Congo (Democratic Republic of): Destroyed by despots, music and food still bring joy to this tortured land
Before I embarked on my armchair travels, if I’d been asked to list the world’s most barbarous, psychotic, murderous, world-ruining people, I, like most, would have come up with the Hitler-Stalin-Mao troika. But despots are many, and evil men (the only woman I can think of adding to the list would be Mao’s wife Jiang Qing) have an terrifying ability to rise to power.
Anyway, this week I learned more about why we must add King Leopold II of Belgium, Sovereign of the Congo Free State to the list. He appeared regularly in a previous book the Scramble for Africa, as a looming deathly presence, but in Adam Hochschild’s incredible Kind Leopold’s Ghost he is front and centre, slowly but surely tearing people, cultures and borders apart in a desperate attempt to make a name for himself and a colony for Belgium. Under the guise of ending slavery and opening up free trade, he took over the heart of Africa and became one of the richest people in the world. Like Rhodes and others whose destruction was detailed in the Scramble for Africa, he managed to not only enrich himself but also ensure the tax payers of his country covered his debts.
And the Belgians still allow his bearded visage to stand proudly on statues in Ostend, in Brussels, and more. I cannot imagine a single reason why they haven’t already torn them down. They should certainly be teaching Leopold’s Ghost in school as a first step towards ending the veneration of this stain on humanity.
Not that more recent history has been that much happier. When the Congo Free State became the Belgian Congo, they agreed that “adult natives will still be compelled to work”. And the British supported that as “we do not in our own colonies say that all the land and produce of the soil belongs to the Natives.” In fact Leopold’s welcome death led to court cases about the spoils of his conquests, his family fought for their share, the Belgian government fought for theirs, sadly “there was no lawyer to argue that the money should return to the Congolese.”
There was hope for a short time when Patrice Lumumba won the first democratic election the territory had ever had. To celebrate this victory the US decided to have him killed, and the Belgians duly shot him, before cutting up his body and dissolving it in acid so as not to leave a martyr’s grave. In his place they put Mobutu, who stole even more than Leopold and after 32 years in power left life-expectancy even lower than in the Congo Free State.

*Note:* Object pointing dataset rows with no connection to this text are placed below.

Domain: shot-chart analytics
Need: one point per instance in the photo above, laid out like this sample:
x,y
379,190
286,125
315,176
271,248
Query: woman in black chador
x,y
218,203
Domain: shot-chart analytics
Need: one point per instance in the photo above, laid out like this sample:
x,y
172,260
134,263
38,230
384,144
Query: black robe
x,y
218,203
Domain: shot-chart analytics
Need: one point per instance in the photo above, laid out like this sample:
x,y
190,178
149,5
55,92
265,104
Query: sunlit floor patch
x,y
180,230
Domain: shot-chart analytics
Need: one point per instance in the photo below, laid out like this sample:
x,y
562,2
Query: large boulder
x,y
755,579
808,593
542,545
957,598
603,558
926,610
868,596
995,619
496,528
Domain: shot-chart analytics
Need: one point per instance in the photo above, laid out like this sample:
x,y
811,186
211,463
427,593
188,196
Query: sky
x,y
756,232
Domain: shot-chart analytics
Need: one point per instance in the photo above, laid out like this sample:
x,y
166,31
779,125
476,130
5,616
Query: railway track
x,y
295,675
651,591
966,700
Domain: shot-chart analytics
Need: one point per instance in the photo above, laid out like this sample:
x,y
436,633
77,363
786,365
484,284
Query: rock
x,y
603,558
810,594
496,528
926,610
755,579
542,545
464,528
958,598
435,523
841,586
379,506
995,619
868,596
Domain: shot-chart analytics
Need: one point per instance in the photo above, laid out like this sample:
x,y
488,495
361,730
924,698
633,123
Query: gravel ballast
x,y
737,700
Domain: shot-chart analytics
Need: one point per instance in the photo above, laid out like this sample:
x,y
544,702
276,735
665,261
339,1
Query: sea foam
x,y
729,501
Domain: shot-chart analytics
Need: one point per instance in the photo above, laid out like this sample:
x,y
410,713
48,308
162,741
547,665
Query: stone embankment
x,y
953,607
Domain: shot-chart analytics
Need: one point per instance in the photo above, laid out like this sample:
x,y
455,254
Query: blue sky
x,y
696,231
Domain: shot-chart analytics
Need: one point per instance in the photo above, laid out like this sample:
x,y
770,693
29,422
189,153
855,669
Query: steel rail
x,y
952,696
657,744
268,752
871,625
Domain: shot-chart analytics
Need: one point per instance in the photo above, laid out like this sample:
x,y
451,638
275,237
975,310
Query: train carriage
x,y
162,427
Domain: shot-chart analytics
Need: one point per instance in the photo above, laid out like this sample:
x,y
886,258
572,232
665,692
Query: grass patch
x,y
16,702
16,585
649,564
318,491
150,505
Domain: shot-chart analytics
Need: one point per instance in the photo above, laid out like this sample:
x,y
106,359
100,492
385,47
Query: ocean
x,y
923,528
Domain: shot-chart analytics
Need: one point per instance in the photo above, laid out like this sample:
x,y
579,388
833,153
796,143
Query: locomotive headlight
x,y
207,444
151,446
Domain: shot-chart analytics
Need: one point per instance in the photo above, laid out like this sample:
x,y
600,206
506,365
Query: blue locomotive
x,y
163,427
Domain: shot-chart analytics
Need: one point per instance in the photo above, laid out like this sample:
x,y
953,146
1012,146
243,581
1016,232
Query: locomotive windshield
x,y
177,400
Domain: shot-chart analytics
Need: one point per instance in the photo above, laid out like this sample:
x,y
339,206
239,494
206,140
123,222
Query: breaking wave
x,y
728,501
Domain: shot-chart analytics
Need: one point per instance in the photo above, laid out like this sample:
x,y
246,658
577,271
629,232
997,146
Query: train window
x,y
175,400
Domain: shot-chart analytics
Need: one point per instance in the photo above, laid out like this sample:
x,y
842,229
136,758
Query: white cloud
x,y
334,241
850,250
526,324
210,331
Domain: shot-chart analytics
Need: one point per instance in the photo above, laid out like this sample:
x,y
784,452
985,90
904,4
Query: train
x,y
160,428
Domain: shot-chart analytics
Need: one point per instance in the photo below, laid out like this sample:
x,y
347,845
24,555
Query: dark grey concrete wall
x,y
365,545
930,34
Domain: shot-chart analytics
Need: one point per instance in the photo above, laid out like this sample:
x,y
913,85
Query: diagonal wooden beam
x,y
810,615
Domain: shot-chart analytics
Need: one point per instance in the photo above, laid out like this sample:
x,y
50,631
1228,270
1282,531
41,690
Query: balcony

Since then things have not much improved, as shown by this week’s film City of Joy, a documentary about a charity and support group for women raped and left homeless during the most recent civil war. It is hard to watch, but at least gives some hope that the future could be better than the past. But how? Hochschild’s only answer is to strengthen the position of women and end hero worship of the “strong man figure.”
One of the most powerful moments in the film is seeing the women dance and sing, and indeed through all the hardships it seems music has been a positive force. This week’s playlist gives just a taste of the varied music the country has to offer. If time were not the enemy, I would have happily devoted another day to finding more. I can’t promise that all of the musicians are from DRC as opposed to next week’s Republic of Congo (RoC), as so many people just say Congolese. I guess that isn’t surprising as this was once one land, the Kingdom of Kongo, which had the most incredible flag.
I gave up trying to find a Congolese drink and just plumped for Coconut water, so that just leaves the food. Which I am glad to say was a success! Vegan moambe chicken was easy to make and hoovered up by the children. You can get an alternative version of the recipe from Together Women Rise, which, given the earlier talk about increasing women’s rights, seems to be a good site to support. We ate it with a side of Congolese green rice, and you should too!
So that is about it, we should be heading to Republic of Congo, the much smaller country just the other side of the river.